Tuesday, January 11, 2005

No Day But Today.

You like that? The title promises optimism and bubbles filled with sunshine. Lets see if I can come through just this once.

Tonight was a big night. And I know what you all are thinking, "What's with the title, Marissa? Finally have some sort of breakthrough in group tonight? A free bed in the local asylum?"

No. No. And No.

I ventured out tonight. BY MYSELF. The ultimate single girl move. Go me. And loos like I survived. Maybe a little too well. Maybe I liked it a little too much and will never ride on the relationship bandwagon again.

As the title reveals, I went to go see RENT tonight. It was here in town and I could absoultely not pass up one ticket to go see my favorite show. Ever. Period. That's it. I'm going. I went.

Going into the theater, I ran into two of the most loveliest people in the world. One was my old psychology teacher from high school, who I insanely adore. And by insanely I mean, think about everyday, leave anonymous notes in his classroom with my phone number and planned rendevous at the local grocery stores. I felt like crying. And whats even weirder than the course of events to lead me to him tonight, is that I was just talking about him today. Maybe I should wish for a million dollars, too. And then I'll be standing behind a big wad of cash while awaiting my ticket to be stubbed.

And person number two, Ryan, a good friend of mine from school. Seeing him makes me feel temporarily okay. We met one of my first days at college. He was walking by me, as I sat indian style, no no, 'scuse me, Native American style on the floor and I just muttered to this complete stranger, "I am cycnical." Thus a beautiful friendship based on cynicism, witty retorts and nice hugs. We talked for a half an hour or so, when he confessed that he always thought I was..."pretty."

Now wait a minute here.

Pretty? It's been quite a while, folks, since I have been called "pretty."

How am I suppose to react to that? I blushed a little bit, I'm sure, and thanked him.

He also called me "expanded." I knew he wasn't trying to imply that I was fat or something, though I did have to ask for a little more detail on how exactly I am "expanded."

"You think. I like that."

He's got me there. Call the doctor, we have a thinker on our hands. Too many thinkers and we may have some sort of anarchist revolt on American soil. Watch out, that can never be good.

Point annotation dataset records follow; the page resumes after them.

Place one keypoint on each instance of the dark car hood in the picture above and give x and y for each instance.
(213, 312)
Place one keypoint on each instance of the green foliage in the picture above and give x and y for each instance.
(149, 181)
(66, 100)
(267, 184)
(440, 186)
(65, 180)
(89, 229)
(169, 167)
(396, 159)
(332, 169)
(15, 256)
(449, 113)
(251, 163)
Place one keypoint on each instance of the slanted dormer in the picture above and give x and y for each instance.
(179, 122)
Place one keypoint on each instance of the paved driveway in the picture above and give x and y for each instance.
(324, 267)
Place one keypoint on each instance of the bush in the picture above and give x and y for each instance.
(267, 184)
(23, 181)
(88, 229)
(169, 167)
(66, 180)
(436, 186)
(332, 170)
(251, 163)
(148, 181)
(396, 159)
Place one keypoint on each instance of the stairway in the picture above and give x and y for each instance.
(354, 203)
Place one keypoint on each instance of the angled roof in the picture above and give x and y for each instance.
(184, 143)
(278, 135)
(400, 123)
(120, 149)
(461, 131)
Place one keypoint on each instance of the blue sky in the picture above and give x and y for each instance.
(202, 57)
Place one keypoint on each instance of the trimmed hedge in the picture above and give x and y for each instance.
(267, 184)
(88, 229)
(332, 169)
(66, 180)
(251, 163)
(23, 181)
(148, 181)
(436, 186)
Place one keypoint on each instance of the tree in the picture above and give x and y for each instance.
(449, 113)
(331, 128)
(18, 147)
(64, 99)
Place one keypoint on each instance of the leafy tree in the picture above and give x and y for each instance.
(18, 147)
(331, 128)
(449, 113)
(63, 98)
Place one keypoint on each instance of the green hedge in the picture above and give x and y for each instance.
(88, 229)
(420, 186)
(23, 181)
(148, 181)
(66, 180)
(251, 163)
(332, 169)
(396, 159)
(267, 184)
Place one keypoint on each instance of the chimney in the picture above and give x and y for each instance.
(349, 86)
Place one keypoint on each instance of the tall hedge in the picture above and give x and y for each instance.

By the time I got into myseat, my spirit was higher than it had been in a long time. And then it happened. The usual forces ate beans for breakfast and took a shit right there in the theater. I looked over to my right and who do you think I was sitting next to?

A CHILD.

Mom must've missed the memo that RENT can also be called GAYS WITH AIDS. Hope she brought her pencil and notebook for a quick lesson or two.

Though I thought she handled it very well. The sobbing softened to rolling tears by the middle of intermission, though commenced right on curtain call at the beginning of Act Two.

By Act Two, I myself was still in a good mood, very in awe, to say the least, of the performance and the bulk of the emotion I felt while experiencing it. But then it started to sink in. The horror of it all. This is life. Everywhere around me is life. I floated, for a minute or two, I think, out of my own body, and rose up to the top of the theater and looked down. All I saw were heads. And a few red and purple gawdy hats of the Red Hat Society ladies. And I couldn't even find my own. I was insignificant. Like my life. Insignificant.

Then the tears came. I had to ask the little girl next to me for a Kleenex out of her Hello Kitty purse.

I stayed in my seat until it was nearly empty after the show ended. I couldn't go out into the crowd. I needed to collect myself. And a few minutes later, I waslked outside and met my friend outside. (My very first work friend! <3!) We went out for coffee and spent the night in the parking lot near the RV we insisted the RENTERS were staying on. We rolled down the window and played La Vie Boheme, screaming at the top of our lungs.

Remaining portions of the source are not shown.